In the upcoming months, Gasman’s center at Penn, along with ETS, will be offering four small grants — seed money — of $2,500 to help jumpstart innovative initiatives to foster continued collaborations.
“I think we’re going to get good some good ideas,” says Gasman. “There were a lot of connections made here.”
Gasman said that despite America’s ugly and often-vicious history of racism, Americans — even with its reluctance to engage in discussions about race — is further ahead than so many other nations.
“In many countries, people don’t want to talk about race or class,” she said. “In the U.S., the conversations are often clumsy and awkward, but we are okay with it.”
Nelson Bowman III, executive director of development at Prairie View A&M University — an HBCU in Texas — and a participant in the seminar, said that being at this international gathering has forced him to think “across international borders.”
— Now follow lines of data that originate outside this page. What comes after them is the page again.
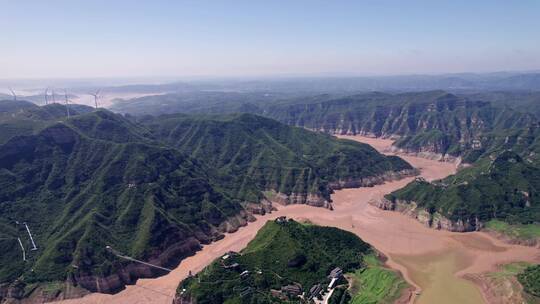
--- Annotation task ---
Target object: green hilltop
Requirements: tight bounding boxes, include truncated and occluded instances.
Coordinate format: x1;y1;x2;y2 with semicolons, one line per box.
175;219;408;304
387;151;540;230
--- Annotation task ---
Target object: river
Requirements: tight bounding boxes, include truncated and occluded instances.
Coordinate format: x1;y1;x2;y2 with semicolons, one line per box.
54;135;540;304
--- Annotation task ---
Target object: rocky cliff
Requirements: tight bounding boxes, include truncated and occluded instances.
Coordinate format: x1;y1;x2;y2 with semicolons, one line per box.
371;198;481;232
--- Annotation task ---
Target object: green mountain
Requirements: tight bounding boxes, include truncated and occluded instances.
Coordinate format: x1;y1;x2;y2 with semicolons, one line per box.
113;91;538;162
109;91;540;234
141;113;413;207
175;219;408;304
0;103;411;302
260;91;536;162
384;151;540;231
0;100;94;145
254;91;540;232
382;119;540;233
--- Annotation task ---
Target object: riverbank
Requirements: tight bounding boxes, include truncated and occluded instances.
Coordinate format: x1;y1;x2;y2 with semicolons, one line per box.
53;135;540;304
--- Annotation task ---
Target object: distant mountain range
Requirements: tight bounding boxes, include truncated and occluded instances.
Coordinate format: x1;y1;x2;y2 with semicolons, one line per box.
75;71;540;94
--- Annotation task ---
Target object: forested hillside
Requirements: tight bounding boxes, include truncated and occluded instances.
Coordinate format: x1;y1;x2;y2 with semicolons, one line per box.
175;219;408;304
0;100;411;302
141;113;413;206
113;90;538;162
112;90;540;236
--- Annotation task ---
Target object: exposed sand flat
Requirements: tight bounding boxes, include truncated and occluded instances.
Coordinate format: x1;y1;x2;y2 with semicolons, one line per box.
53;135;540;304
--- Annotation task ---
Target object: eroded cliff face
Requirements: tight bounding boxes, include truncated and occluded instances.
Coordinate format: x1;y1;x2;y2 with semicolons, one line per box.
370;198;481;232
280;95;536;162
2;168;417;304
267;169;418;210
0;281;90;304
328;169;418;190
386;145;463;164
0;208;260;304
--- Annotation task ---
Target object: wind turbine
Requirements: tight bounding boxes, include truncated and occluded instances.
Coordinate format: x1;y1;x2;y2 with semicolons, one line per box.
44;88;49;105
89;89;101;109
64;90;71;119
8;87;17;101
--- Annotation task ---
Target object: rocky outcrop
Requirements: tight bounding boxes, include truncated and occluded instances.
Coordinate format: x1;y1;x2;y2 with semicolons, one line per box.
0;281;89;304
386;146;463;164
266;169;418;210
371;198;481;232
0;208;262;304
265;190;333;209
328;169;418;190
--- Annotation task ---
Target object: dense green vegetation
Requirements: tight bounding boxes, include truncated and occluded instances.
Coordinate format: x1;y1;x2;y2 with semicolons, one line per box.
0;100;409;299
518;264;540;297
141;113;411;203
0;113;241;291
257;90;540;229
0;100;93;144
113;90;540;232
114;91;537;161
387;151;540;227
176;219;376;303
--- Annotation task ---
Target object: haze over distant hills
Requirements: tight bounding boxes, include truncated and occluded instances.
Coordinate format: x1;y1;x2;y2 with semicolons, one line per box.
1;71;540;304
3;71;540;96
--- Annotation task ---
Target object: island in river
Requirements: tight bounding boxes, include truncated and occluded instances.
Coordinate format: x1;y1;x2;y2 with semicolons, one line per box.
53;135;540;304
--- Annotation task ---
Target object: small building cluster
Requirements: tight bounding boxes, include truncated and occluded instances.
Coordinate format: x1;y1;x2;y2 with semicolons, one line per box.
328;267;343;279
214;243;347;303
471;139;482;149
308;267;344;301
308;283;322;300
221;251;241;269
275;216;288;224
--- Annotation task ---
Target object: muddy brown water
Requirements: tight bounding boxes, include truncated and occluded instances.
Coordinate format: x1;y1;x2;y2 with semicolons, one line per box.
53;135;540;304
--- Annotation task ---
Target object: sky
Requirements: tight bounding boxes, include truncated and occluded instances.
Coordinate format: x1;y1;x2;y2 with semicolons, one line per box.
1;0;540;79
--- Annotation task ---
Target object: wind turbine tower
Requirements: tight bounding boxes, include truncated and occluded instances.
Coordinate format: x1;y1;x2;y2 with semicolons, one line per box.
44;88;49;105
90;89;101;109
8;87;17;101
64;90;71;119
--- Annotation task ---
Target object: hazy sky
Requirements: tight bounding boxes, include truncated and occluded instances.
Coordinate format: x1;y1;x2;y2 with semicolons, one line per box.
1;0;540;79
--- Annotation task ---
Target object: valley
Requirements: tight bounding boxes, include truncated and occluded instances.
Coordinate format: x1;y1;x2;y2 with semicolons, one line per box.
54;136;539;304
3;3;540;303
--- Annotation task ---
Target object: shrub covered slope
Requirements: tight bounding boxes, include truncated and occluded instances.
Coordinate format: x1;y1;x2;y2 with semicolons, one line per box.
0;100;410;300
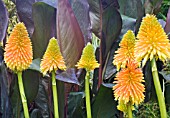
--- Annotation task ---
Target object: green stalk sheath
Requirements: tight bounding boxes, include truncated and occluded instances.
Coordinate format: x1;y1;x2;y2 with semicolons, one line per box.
127;102;132;118
151;57;167;118
52;70;59;118
85;71;92;118
17;72;29;118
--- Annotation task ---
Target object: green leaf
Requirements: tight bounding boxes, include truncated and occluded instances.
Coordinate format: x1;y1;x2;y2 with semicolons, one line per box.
30;109;42;118
143;61;157;102
67;92;85;118
118;0;144;19
29;58;41;72
165;83;170;104
92;84;119;118
34;78;50;117
102;5;122;56
56;68;80;85
32;2;56;59
159;70;170;81
144;0;162;14
23;70;40;103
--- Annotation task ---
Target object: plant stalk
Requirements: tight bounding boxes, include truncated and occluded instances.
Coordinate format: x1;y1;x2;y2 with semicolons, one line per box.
85;71;92;118
151;57;167;118
17;71;29;118
52;70;59;118
127;102;132;118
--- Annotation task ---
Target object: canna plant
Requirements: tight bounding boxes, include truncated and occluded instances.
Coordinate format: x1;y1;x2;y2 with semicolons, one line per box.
4;22;33;118
135;14;170;118
113;30;145;117
0;0;170;117
40;37;66;118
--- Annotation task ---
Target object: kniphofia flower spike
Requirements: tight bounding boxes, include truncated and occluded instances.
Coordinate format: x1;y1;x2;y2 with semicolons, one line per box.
76;42;99;118
40;37;66;118
4;22;33;72
4;22;33;118
135;14;169;118
40;37;66;75
113;62;145;112
76;42;100;71
113;30;136;71
135;14;170;67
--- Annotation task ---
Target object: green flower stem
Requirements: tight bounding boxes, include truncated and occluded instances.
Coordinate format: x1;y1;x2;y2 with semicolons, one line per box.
52;70;59;118
127;102;132;118
85;71;92;118
17;71;29;118
151;57;167;118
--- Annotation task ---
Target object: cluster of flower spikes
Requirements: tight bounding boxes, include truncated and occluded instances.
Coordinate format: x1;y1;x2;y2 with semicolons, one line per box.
76;42;100;71
113;30;145;113
4;22;33;72
40;37;66;75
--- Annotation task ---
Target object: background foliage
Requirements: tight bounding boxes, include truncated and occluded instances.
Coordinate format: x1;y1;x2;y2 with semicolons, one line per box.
0;0;170;117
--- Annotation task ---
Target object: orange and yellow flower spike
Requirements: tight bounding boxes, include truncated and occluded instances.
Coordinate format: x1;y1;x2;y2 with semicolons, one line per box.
4;22;33;72
135;14;169;118
40;37;66;118
4;22;32;118
135;14;170;67
113;30;136;71
113;62;145;114
76;42;100;71
40;37;66;75
76;42;99;118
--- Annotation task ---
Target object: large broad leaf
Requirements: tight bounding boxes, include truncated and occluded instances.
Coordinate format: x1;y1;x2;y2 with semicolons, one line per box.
34;78;50;117
56;68;80;85
15;0;57;36
0;0;8;42
88;0;101;36
15;0;35;36
23;70;40;103
102;5;122;57
10;70;39;117
29;58;41;72
57;0;85;68
92;84;119;117
69;0;92;44
143;61;157;102
30;109;42;118
144;0;162;14
0;62;12;118
32;2;56;59
67;92;85;118
118;0;144;19
165;83;170;104
165;7;170;38
103;15;136;81
88;0;119;37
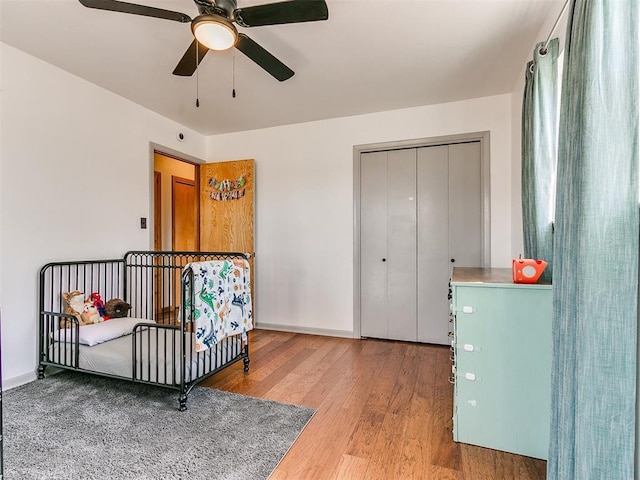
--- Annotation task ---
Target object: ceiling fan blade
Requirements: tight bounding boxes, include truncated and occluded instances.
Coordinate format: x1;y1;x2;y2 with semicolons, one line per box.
235;33;294;82
234;0;328;27
173;40;209;76
78;0;191;23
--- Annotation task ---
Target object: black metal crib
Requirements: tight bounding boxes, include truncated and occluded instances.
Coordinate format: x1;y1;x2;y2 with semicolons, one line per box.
38;251;251;410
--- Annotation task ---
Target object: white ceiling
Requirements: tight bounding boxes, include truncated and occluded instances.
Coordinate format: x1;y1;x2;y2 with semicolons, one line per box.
1;0;564;135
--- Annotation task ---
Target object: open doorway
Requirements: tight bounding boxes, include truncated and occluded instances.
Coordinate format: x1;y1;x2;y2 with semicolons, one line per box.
152;151;200;320
153;151;199;252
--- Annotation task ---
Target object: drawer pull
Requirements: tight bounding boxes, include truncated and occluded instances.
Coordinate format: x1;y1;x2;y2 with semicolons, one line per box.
467;399;477;407
455;343;482;353
464;372;477;381
462;306;474;314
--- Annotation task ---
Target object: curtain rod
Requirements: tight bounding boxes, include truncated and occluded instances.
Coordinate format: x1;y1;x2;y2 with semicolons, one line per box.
540;0;571;55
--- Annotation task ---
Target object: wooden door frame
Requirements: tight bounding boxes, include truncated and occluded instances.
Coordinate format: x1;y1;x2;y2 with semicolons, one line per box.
154;171;162;251
352;131;491;339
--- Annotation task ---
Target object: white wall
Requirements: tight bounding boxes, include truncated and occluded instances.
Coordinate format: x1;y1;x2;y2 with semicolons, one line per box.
0;43;207;386
206;95;513;335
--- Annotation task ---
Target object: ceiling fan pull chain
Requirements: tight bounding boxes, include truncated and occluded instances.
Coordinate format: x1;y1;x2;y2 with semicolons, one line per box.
195;41;200;108
232;55;236;98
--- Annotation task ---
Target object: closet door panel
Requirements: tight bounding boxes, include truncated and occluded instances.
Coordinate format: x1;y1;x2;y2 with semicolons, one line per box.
449;142;483;267
417;145;450;344
360;152;389;339
386;149;417;341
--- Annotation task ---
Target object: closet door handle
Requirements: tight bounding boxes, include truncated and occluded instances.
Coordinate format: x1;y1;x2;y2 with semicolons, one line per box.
450;258;455;263
382;258;386;262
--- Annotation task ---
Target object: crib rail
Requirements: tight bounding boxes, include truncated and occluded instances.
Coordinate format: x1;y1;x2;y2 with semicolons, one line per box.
131;322;248;410
123;251;249;324
39;259;125;316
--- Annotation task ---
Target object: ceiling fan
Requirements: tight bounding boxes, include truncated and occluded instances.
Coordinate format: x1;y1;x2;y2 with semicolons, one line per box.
78;0;329;81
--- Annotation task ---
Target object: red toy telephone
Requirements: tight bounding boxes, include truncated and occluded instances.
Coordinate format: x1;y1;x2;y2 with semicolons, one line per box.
512;258;548;284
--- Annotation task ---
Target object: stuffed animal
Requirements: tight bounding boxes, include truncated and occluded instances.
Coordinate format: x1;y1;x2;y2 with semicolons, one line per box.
62;291;104;328
104;298;131;318
80;302;104;325
89;292;108;319
63;291;85;317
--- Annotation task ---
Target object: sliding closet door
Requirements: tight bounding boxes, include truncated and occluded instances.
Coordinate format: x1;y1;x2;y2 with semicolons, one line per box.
386;149;417;341
360;152;389;339
360;149;417;341
417;146;450;344
417;142;483;344
449;142;482;268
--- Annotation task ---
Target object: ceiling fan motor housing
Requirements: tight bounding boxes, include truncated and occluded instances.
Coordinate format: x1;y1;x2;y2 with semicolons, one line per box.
212;0;238;18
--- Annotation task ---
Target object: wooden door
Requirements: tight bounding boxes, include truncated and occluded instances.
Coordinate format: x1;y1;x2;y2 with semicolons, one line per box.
154;171;162;250
153;171;163;316
172;176;198;309
172;176;198;252
199;159;255;302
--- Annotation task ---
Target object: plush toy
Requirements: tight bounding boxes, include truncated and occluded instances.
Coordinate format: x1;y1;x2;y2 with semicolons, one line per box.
80;301;104;325
63;291;85;315
104;298;131;318
62;291;104;327
89;292;109;320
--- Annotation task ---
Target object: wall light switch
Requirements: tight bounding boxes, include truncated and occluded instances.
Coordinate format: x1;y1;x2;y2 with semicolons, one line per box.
140;217;147;229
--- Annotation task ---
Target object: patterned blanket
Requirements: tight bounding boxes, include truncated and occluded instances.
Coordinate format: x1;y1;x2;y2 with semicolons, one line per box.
184;259;253;352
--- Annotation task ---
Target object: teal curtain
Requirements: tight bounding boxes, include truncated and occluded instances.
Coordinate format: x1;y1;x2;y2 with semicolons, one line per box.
548;1;639;479
522;38;559;283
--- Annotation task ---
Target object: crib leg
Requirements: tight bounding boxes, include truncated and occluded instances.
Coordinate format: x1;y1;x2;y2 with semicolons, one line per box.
37;365;46;379
178;393;188;412
243;356;250;372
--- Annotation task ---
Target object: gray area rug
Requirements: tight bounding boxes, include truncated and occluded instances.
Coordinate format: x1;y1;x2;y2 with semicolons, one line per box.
3;372;314;479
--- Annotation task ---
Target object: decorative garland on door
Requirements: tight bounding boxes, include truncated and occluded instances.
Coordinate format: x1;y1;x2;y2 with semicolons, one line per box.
208;175;247;201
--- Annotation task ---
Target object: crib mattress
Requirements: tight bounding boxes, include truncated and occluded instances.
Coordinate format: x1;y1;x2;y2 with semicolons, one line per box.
50;328;244;385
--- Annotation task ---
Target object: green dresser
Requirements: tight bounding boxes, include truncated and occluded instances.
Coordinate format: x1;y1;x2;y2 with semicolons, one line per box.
450;267;552;460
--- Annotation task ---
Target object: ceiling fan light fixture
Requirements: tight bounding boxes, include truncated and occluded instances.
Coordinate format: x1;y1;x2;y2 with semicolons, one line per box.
192;15;237;51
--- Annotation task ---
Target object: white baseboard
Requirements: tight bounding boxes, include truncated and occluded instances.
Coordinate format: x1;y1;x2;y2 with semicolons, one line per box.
4;371;37;391
256;322;354;339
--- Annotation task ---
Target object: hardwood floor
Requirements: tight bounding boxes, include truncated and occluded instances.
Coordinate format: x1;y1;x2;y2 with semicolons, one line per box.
202;329;547;480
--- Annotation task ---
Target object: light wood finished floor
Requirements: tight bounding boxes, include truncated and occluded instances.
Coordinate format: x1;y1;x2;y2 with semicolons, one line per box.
202;329;547;480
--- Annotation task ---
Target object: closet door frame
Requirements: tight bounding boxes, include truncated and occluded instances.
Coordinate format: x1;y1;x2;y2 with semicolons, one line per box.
353;131;491;339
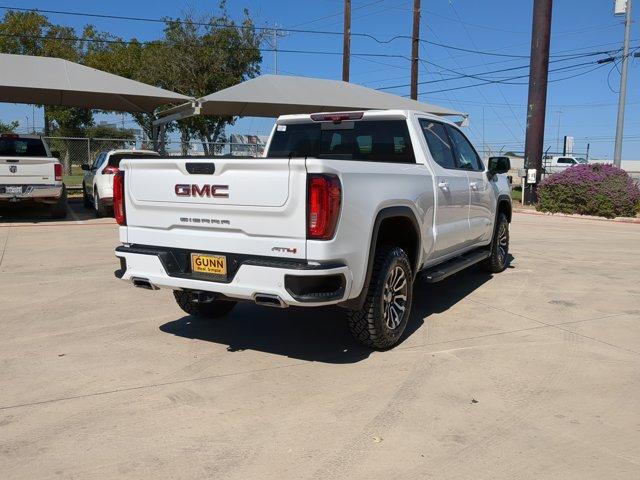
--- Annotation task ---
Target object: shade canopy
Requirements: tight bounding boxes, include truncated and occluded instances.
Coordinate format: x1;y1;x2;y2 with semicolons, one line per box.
196;74;465;118
0;53;192;113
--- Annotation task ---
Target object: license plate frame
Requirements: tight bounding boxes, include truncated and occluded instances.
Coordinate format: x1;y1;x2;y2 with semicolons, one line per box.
190;253;227;278
5;186;22;195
The Salzburg Global Seminar, an international nonprofit founded in 1947, has long been concerned with issues relating to education and social justice. Dr. Walter E. Massey, the former president of Morehouse College, served for several years as chairman of the organization’s Board of Directors.
Dr. Yousef Jabareen, a law school lecturer at Tel-Hai College and the University of Haifa, said that he now wants to help build an Arab-Palestinian college in Israel.
“It’s been rewarding and inspirational being here and talking with others about some of the similar causes and challenges facing cultural and ethnic minorities,” says Jabareen, who is from Nazareth. “I’m leaving here with a feeling of solidarity and a determination to challenge the policies of discrimination and exclusion. Our situation in Israel today is similar to what African-Americans in the United States faced in the 1960s.”
Nettles says that ETS’s involvement in the seminar reflects the organization’s efforts of “broadening the measures and thinking about how assessment can be used in the delivery and instruction” of disadvantaged students at the margins.
“It was nice to be able to connect and network with individuals looking at equity in different ways and in different countries,” said Dr. Susana Maria Muñoz, an assistant professor of higher education at the University of Wisconsin–Milwaukee. “But what has been transformational for me, is that it’s going to be more effective to address equity if we work together globally. Not working in our silos, not just working in our individual countries, but understanding what are the partnerships we can make to really address these issues of equity in a meaningful way, in a transformational way, in a way that’s going to be sustainable.”